Simulating GWAS Data with SimGWAS to Improve Polygenic Risk Score Accuracy in Prostate

A113

Polygenic risk scores (PRS) for prostate cancer estimate an individual’s genetic risk by summing the effects of thousands of genetic variants like SNPs across the genome. Most PRS methods are developed using genome-wide association study (GWAS) datasets composed mainly of individuals of European ancestry. This limits the accuracy of PRS in non-European populations, including those of African ancestry. Regulatory and logistical barriers restrict access to diverse GWAS datasets, which makes it difficult to evaluate approaches that could improve PRS accuracy. Hence, the goal of this project is to identify PRS methods that maintain accuracy for scores across ancestries using simulated GWAS summary statistics from diverse populations rather than restricted real-world datasets.
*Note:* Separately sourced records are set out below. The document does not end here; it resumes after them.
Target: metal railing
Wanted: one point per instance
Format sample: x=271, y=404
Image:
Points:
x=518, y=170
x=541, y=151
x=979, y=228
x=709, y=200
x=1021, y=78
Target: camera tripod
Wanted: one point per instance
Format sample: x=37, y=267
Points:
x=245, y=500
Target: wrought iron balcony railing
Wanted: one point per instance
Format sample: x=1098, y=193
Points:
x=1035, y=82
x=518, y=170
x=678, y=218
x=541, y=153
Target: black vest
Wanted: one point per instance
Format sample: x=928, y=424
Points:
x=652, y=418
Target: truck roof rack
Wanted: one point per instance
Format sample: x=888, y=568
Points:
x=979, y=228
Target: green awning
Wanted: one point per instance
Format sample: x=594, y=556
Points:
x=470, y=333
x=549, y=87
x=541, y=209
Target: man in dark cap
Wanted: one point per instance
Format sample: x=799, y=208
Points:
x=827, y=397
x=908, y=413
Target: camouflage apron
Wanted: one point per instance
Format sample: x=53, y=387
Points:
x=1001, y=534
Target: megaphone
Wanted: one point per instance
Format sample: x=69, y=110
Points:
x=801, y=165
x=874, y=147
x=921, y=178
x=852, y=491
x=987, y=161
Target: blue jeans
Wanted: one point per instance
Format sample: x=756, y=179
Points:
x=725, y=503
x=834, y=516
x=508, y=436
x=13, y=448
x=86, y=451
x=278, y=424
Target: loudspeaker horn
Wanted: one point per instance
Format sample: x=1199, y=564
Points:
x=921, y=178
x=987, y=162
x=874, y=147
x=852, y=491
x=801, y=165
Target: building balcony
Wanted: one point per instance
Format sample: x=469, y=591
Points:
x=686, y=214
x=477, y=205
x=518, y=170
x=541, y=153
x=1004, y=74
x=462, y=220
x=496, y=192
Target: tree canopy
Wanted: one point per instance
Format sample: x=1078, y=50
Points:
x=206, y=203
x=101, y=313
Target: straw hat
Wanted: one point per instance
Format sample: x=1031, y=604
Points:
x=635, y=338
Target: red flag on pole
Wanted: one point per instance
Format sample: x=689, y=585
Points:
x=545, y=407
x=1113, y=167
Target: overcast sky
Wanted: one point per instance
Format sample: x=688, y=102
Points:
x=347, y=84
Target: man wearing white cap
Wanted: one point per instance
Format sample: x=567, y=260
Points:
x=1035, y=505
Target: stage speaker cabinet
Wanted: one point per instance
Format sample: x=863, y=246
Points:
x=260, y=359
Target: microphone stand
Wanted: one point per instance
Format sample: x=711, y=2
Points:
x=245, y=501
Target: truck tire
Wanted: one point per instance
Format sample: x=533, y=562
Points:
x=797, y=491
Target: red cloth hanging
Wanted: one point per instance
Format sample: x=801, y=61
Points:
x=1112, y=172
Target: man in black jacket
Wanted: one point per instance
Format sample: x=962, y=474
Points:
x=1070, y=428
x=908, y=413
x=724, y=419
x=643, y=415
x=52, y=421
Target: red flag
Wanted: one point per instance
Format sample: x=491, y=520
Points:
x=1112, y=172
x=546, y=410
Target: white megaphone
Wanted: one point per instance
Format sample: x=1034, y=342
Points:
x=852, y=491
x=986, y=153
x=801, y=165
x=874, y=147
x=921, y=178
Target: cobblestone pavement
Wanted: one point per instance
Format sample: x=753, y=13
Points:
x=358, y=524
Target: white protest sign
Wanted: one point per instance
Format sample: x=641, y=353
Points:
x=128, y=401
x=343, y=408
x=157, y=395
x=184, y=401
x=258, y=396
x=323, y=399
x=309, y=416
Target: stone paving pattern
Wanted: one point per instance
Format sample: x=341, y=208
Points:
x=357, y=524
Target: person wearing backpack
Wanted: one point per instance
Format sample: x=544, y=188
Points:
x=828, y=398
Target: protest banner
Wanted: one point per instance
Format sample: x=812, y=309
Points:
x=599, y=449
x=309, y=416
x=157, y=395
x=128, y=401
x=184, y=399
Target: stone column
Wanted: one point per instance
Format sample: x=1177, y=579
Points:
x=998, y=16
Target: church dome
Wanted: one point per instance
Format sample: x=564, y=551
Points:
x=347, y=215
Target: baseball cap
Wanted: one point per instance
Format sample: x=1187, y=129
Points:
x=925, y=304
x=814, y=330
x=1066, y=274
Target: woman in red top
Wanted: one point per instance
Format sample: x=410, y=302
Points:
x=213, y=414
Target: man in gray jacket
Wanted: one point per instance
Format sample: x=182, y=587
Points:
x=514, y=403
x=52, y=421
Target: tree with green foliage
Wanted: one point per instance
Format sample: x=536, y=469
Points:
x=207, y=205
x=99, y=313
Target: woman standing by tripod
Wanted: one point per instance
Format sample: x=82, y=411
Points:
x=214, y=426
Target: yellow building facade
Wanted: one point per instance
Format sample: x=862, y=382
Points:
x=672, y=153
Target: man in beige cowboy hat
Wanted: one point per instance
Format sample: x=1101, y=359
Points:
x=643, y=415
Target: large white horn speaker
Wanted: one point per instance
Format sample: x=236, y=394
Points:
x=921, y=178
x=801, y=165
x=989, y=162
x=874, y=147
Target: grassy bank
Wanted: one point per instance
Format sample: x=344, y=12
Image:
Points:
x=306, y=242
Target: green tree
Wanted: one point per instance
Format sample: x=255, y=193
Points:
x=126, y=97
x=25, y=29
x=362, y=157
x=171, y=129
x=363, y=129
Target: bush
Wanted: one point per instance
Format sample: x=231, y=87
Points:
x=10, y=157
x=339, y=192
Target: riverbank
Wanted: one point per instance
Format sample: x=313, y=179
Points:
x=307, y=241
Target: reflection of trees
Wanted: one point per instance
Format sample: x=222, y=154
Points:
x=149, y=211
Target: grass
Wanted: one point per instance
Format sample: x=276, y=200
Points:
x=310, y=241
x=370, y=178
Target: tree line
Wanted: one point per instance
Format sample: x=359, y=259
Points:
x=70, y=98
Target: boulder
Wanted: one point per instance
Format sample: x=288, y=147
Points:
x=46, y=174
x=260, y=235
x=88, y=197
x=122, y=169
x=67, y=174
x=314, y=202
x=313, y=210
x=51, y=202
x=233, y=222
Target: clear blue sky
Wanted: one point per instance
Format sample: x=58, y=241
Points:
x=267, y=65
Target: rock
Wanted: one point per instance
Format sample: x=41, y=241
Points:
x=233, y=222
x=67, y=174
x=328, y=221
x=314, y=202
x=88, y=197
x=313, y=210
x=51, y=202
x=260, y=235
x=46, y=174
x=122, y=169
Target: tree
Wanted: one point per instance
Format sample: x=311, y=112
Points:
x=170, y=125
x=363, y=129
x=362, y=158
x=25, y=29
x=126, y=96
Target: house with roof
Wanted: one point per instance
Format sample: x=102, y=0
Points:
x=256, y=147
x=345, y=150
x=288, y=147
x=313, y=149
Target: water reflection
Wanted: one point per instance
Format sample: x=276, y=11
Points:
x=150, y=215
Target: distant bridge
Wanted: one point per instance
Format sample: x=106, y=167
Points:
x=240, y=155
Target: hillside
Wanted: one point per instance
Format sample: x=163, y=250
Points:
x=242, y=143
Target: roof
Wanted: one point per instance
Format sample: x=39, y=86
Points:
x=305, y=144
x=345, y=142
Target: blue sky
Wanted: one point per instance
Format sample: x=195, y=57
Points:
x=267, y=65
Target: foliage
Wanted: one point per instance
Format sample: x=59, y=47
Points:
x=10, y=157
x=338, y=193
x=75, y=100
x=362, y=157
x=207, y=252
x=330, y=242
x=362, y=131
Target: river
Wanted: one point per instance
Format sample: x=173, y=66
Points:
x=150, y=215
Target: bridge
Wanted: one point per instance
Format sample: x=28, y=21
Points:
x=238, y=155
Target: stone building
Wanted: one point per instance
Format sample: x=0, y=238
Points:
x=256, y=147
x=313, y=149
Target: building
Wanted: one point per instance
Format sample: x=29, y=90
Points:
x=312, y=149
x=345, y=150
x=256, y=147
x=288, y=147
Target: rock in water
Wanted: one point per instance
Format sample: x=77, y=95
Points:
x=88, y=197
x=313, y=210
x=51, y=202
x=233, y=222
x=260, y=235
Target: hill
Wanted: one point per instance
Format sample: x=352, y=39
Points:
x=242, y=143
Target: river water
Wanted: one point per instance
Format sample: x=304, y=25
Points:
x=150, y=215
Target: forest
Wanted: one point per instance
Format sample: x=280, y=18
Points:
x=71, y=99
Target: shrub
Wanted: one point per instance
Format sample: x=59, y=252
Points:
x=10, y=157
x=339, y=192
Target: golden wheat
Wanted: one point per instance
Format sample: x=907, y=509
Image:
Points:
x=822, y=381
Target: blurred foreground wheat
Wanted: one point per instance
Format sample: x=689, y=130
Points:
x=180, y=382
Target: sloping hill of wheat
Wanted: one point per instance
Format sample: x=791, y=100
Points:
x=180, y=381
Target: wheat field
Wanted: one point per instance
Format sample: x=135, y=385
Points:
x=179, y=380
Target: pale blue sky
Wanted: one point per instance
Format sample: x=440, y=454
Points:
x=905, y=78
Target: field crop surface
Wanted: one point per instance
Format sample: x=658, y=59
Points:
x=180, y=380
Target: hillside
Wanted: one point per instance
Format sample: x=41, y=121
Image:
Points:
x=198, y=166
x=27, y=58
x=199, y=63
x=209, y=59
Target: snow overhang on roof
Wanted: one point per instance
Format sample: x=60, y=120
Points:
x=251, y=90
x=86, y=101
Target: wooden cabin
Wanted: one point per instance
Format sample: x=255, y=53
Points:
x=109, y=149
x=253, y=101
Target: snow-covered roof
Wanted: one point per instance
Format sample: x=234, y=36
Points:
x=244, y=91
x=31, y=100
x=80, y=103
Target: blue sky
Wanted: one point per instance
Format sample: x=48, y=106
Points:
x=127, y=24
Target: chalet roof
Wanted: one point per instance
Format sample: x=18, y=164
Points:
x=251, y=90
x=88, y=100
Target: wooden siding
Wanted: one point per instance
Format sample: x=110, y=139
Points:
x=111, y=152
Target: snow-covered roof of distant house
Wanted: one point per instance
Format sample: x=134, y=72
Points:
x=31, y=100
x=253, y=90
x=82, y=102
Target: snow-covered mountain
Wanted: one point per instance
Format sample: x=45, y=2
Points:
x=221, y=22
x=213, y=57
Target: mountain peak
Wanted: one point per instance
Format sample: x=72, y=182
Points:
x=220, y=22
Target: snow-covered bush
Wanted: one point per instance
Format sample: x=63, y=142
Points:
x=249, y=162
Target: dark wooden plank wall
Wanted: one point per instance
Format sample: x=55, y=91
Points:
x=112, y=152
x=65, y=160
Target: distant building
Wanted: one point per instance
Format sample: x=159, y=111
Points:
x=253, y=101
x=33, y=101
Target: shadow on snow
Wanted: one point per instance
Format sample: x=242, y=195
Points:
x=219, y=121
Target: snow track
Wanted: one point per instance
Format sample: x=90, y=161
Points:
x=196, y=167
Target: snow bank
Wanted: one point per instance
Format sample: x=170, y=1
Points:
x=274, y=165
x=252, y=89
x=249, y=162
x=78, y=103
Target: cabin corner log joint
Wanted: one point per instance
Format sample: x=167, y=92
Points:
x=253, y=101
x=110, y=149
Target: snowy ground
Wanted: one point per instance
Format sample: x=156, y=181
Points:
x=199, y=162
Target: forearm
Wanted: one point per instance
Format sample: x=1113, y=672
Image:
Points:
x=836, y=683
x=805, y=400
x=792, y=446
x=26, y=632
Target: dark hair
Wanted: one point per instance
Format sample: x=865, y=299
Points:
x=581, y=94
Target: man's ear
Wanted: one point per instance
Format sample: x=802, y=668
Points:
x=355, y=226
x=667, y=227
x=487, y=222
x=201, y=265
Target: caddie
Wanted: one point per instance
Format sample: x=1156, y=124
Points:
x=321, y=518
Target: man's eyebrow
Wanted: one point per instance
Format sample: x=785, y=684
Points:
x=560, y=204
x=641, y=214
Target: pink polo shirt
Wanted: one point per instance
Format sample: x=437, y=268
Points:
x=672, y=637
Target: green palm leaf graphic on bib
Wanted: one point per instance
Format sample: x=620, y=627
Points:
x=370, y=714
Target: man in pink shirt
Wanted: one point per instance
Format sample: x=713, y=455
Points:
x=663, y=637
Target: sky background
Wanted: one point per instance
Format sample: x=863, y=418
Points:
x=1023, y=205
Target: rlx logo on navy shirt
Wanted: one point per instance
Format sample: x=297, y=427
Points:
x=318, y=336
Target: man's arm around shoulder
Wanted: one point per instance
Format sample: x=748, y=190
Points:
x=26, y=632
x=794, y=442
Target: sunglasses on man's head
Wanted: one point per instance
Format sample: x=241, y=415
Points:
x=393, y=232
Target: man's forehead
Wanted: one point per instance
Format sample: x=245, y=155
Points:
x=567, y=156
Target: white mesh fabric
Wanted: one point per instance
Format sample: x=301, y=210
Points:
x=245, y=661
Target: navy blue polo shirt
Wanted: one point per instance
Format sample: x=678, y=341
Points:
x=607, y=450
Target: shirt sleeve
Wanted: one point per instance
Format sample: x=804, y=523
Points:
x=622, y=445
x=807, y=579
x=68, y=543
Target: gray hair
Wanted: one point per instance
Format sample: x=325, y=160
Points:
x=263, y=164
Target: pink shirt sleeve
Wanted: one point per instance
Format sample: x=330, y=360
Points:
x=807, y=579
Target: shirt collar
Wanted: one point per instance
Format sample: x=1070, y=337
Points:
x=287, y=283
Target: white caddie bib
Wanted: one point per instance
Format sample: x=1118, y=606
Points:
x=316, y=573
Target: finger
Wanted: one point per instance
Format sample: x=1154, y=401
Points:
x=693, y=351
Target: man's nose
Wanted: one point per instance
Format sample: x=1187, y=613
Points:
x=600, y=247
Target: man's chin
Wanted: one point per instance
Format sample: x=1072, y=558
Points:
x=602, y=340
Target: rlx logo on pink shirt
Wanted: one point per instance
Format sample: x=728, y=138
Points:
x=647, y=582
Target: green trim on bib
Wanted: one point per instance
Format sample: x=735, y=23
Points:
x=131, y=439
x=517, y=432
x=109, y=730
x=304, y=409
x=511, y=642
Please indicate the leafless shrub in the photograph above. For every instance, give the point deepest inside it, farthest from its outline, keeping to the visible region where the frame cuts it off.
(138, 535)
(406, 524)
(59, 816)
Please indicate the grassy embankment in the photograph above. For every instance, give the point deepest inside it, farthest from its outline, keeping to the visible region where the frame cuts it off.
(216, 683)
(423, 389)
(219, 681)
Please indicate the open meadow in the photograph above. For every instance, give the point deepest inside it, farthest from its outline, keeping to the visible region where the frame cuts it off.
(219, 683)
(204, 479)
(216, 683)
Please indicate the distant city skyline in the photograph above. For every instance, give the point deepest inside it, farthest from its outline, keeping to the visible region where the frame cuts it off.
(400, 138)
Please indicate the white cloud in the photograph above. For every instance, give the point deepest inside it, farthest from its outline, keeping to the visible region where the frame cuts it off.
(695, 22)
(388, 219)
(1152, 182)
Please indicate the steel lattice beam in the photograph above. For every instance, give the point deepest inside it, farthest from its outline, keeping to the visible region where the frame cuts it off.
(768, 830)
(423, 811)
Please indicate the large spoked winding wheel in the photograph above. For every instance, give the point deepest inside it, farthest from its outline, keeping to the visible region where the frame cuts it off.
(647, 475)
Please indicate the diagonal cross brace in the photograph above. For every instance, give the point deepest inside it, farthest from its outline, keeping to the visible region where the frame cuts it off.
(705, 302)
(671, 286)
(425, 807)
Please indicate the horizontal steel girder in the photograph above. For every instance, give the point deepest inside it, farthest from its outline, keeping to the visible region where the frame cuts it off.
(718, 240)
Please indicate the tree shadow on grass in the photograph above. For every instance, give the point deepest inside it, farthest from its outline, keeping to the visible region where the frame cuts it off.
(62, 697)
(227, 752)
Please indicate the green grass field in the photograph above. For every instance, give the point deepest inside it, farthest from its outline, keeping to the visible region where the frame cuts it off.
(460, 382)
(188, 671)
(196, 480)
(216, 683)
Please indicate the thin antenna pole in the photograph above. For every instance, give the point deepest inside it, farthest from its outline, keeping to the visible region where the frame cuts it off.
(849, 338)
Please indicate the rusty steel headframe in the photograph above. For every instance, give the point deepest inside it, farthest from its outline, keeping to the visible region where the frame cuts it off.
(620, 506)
After the completion of the SimGWAS, pilot simulations on Chromosome 22 confirmed that the SimGWAS functions correctly. Manhattan plot comparisons between simulated and real GWAS results showed similar association patterns which indicates that the simulated results correlate well with real data. These results demonstrate that SimGWAS can generate realistic GWAS data and can be used to calculate PRS scores for future comparisons with real GWAS results to determine which methods are more accurate across populations.